China, the Red Sea, and Trade

The Houthis and Iranians are Hurting China

by Stephen Bryen

The Chinese are increasingly angry with Iran.  Reuters has reported that Chinese officials have asked Iran “to rein in attacks on ships in the Red Sea by the Iran-backed Houthis, or risk harming business relations with Beijing.”

That may not sound like much of a threat, but the hidden text is that a lot of the parts for Chinese missiles and drones, and equipment for its large scale nuclear program, come from China.  If China actually cut these supplies off, Iran would have to close its war factories.  The Chinese would do what US export controls completely failed in doing: setting down Chinese access to technology from Asia, the United States and Europe.

China’s Cosco, operator of the industry’s fourth-biggest fleet, abandoned the southern Red Sea because of the security risks © VC/Getty Images

It would also hit Russia hard.  Russia is buying drones and drone components from Iran.  Yes, Russia could get stuff from China, but the Chinese have been anxious to avoid western sanctions, so they have been careful on what they feed the Big Bear, and they prefer an approach to under the table transactions that, in Chinese terms, appears to resemble plausible deniability.

China has even more reason than just armaments to be unhappy with the Houthis.

Europe is one of China’s largest trading partners.  China’s share of imports into Europe rose from 4.6% in 2020 to over 20% today.  But the real share is even higher, since a big part of imports to Europe other than from China is in the form of energy (oil, natural gas), including from Russia even now.  China’s imports are made up of a combination of some specialized raw materials (lithium and other rare earths) and the rest mostly manufactured goods.

China is undergoing a serious economic recession, with factories shut down, workers released or paroled, and sales inside and outside China very sluggish.  Compounding the problem is that China ships its goods using commercial carriers, and most of these shipments are by sea and pass through the Red Sea to the Suez Canal and on to Europe. 

Even if the Houthis say they are not shooting at Chinese ships, that is completely irrelevant, since non-Chinese ships by and large carry Chinese cargo.  And even if ships keep using the Suez Canal, insurance rates are rising.  So the cost of transport, and if diverting around the horn of Africa, the weeks of delays in moving cargoes, is a big challenge for Chinese producers. China simply cannot afford to lose any more business than it already has.

If Xi Jinping does not take even tougher measures on Iran, then he will be held responsible by China’s manufacturing elites for an even bigger failure.  He already has a host of disasters on his hands, much of it, like the crazy Covid restrictions, his own doing.  His real estate market has collapsed.  Fancy and not so fancy cars are piling up in holding yards because Chinese entrepreneurs and higher level government personnel have lost confidence and are holding onto their money, not in banks but in mattresses.

China had big ambitions to flood Europe with its new generation of battery powered cars.  Many articles have been written about these fancy vehicles, although reporting inside China is far more critical.  Nevertheless, as Europe, especially Germany, deindustrialized, China saw an opportunity to replace European automobiles with their own brands.  

Worse yet, at the same time that trade through the Red Sea and Suez Canal may be impractical, China’s Belt and Road initiative appears to be collapsing.  That entire system was founded in many cases on bribing local political leaders, especially in Asia and Africa, financing and building projects the recipients could never afford, and then taking over critical assets such as ports, roads, air terminals and other infrastructure, as a way of getting payment.  For these countries it isn’t sustainable: in fact, it is the modern equivalent of exploitative colonialism.  Belt and Road, instead of enhancing China’s global power, is undermining its influence and reach.

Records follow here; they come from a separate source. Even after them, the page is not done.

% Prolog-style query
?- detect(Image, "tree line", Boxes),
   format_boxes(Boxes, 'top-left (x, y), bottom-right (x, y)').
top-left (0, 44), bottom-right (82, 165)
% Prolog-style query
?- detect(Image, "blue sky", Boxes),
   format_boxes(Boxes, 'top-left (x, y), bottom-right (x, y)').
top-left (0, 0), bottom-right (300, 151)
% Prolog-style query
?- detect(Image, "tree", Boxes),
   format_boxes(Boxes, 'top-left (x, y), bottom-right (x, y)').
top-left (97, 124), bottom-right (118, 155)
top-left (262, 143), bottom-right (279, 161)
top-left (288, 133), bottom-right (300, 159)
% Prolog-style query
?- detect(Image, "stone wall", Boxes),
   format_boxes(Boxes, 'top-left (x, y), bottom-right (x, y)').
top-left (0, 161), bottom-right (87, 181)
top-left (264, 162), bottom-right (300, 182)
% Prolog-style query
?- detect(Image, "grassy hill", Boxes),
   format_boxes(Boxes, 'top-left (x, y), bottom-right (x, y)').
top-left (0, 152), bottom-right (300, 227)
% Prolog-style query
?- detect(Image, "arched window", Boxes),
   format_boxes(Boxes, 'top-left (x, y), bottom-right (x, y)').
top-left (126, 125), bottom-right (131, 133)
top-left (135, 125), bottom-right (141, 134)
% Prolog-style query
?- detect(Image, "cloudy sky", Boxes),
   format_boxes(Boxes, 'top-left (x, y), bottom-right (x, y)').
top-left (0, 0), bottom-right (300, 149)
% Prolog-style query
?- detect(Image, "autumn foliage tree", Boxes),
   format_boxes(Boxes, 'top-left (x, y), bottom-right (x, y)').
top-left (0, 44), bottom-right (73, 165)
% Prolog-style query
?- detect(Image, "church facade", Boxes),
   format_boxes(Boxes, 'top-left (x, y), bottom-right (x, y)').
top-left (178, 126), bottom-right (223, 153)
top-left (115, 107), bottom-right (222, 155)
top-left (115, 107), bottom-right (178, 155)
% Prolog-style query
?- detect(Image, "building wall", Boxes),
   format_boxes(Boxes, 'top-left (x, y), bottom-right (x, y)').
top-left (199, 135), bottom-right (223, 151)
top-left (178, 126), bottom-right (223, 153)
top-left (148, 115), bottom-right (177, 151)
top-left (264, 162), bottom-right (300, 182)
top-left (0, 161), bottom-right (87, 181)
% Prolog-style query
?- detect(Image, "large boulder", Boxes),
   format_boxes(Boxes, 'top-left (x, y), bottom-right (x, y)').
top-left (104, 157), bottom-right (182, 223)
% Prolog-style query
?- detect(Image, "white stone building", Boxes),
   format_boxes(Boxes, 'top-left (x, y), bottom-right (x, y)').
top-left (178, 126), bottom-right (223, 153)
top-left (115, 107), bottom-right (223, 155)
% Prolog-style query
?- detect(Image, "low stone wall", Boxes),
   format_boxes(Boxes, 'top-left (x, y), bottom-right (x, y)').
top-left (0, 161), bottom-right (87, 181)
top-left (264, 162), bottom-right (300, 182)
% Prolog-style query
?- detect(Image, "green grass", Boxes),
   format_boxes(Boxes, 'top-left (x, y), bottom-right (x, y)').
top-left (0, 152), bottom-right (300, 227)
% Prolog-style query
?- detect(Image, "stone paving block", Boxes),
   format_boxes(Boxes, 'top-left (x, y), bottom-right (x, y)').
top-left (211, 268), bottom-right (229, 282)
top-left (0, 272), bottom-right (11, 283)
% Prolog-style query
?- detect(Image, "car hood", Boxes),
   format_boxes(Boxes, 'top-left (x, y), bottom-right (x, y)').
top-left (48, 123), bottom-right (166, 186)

The Iranians, who energized the Houthis to carry out attacks on Red Sea shipping, have to a degree cut off their nose to spite their face.  They have been behaving in a more ruthless manner in the region, sponsoring the Hamas war, promoting Hezbollah, putting Revolutionary Guard personnel in Iraq and Syria, supplying almost all the weapons for these forces, and basically running the Middle East because Washington no longer cares, except to pretend it is a great power and to issue pronunciamentos which it has has no intention of enforcing.  Carrying out “surgical strikes” that are “proportional” against “objects” in Houthiland no doubt has inspired a new genre of Middle Eastern humor, soon to replace the all-famous Armenian Radio (Radio Yerevan) of Soviet times.

Stephen Bryen is a former Deputy Under Secretary of Defense and is a leading expert in security strategy and technology. Bryen writes for Asia Times, American Thinker, Epoch Times, Newsweek, Washington Times, the Jewish Policy Center and others.